Like so many young people, Hill wants to take some time to travel, figure out who he is, and what exactly he wants to do for the remainder of his life, Hill told the Little Rebellion.“I could easily be applying to entry level sales positions in New York City and move down there and make cold calls all day but that sounds like a cop out to me,” Hill said. “I’d rather find a job that is an end in itself and is something I truly enjoy doing.”
In the meantime, Hill and his band, The Assortment of Crayons, have 15 shows set up from now until May. Hill said playing music for a living is his dream.
“If everyone in the band is down to give it a real shot, I would do that without question,” Hill said.
Yet, Hill is realistic about his music expectations and said he thinks he will eventually go to graduate school.
Another SUNY New Paltz alumnus is caught between real-world expectations and his desire to pursue his dreams.
Dana Dobryznski, whose degree from SUNY New Paltz is still pending due to one unfinished class, left college in December 2013 and now works full-time in the kitchen at the Gilded Otter. However, Dobryznski does not intend to wash dishes and make salads forever—his time at New Paltz inspired him to create his own business.
Dobryznski studied public relations which led him to create Spektrum Entertainment, an event production and promotion company responsible for many electronic music events at Cabaloosa’s in New Paltz.
Dobryznski runs Spektrum with a few other friends, and said that they are working on booking shows in Albany, Oneonta, Syracuse, and Poughkeepsie.
Although Dobryznski is determined to expand Spektrum, he admitted that there are some downsides to being without a college degree and a higher paying job.
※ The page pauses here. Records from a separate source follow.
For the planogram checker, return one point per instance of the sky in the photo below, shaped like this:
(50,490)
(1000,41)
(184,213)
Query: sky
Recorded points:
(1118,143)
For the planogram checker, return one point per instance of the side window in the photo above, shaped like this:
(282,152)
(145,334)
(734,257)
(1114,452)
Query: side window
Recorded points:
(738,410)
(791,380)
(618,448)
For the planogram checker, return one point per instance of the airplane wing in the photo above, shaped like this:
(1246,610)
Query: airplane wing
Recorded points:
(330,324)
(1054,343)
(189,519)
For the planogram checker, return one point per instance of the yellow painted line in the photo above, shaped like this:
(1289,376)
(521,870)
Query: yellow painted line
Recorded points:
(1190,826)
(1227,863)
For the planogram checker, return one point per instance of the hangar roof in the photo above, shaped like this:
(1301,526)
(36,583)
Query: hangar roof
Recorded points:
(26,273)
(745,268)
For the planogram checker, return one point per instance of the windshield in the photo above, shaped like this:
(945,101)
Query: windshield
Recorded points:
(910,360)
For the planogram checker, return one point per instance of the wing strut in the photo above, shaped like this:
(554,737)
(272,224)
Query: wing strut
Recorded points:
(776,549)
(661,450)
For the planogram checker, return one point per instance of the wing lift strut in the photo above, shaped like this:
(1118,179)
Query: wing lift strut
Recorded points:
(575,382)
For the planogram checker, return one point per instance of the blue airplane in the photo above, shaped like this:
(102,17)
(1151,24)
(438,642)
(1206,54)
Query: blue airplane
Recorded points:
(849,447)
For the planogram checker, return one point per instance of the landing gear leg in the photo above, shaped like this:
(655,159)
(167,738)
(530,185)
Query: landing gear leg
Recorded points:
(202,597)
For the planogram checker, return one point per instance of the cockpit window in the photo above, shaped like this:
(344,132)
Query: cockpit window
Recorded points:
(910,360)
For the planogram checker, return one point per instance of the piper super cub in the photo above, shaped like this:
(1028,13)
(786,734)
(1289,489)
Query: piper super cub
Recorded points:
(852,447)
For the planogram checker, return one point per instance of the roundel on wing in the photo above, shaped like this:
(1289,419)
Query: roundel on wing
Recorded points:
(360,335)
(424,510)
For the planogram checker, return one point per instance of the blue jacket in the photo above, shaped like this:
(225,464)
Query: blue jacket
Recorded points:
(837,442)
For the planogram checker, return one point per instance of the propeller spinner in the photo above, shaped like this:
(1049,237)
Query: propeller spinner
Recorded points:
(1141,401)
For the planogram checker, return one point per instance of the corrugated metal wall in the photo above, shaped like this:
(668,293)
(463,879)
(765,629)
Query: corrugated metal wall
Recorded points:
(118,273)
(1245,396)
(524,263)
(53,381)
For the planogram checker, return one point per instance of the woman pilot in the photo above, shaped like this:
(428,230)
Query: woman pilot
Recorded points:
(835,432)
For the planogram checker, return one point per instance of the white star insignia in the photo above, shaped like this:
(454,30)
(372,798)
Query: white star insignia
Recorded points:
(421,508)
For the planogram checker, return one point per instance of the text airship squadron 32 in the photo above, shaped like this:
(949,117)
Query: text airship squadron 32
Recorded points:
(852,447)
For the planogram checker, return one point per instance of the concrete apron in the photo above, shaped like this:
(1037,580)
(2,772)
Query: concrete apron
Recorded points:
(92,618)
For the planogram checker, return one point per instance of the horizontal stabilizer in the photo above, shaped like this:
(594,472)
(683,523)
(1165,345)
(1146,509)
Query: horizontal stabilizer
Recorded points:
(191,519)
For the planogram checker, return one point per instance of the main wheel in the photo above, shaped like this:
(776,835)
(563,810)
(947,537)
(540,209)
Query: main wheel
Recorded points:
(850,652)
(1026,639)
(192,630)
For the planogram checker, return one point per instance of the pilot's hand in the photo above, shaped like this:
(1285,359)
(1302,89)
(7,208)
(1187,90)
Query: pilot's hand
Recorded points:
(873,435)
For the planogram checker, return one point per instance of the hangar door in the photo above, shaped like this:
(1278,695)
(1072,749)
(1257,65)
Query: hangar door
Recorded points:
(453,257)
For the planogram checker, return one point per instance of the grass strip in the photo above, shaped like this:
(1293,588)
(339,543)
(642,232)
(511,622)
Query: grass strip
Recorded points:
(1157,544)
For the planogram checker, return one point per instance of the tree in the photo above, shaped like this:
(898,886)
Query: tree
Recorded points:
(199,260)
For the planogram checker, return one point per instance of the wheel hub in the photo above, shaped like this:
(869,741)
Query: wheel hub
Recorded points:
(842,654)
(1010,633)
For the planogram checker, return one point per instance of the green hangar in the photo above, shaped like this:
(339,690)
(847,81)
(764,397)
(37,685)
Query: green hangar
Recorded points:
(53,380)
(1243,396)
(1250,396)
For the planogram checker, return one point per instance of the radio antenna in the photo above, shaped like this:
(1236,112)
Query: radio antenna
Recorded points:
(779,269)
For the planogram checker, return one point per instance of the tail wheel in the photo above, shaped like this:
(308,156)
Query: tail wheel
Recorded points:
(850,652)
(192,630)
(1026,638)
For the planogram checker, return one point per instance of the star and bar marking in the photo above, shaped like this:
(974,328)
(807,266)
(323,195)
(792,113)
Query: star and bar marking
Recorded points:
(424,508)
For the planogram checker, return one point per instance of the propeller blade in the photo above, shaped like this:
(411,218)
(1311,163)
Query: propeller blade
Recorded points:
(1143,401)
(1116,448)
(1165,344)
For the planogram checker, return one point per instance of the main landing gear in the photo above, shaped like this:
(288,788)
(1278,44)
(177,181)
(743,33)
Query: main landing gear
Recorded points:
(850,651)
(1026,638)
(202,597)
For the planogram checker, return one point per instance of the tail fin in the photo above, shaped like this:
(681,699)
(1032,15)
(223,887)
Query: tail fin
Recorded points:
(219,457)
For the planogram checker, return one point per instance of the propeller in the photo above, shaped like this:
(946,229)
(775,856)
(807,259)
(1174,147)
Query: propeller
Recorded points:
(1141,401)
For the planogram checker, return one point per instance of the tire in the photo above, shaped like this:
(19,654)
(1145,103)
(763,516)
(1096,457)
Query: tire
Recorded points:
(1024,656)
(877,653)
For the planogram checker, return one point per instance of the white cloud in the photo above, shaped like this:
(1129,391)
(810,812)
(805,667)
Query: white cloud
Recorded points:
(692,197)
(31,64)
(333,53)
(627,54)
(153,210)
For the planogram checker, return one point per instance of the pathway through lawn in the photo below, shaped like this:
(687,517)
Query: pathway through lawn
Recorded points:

“I am currently living paycheck to paycheck to support myself and sometimes that means putting off repairs on my car, being late on rent, being super conservative with food and spending most of my time working or trying to find work,” Dobryznski said. “Even though I do get nervous about the future, I have a great job, am a proud business owner, and am finally able to get into the meat and potatoes of life. There is no greater feeling than knowing that I am now the only person in control of my life and I am on the way to making a career out of what I love to do—rage.”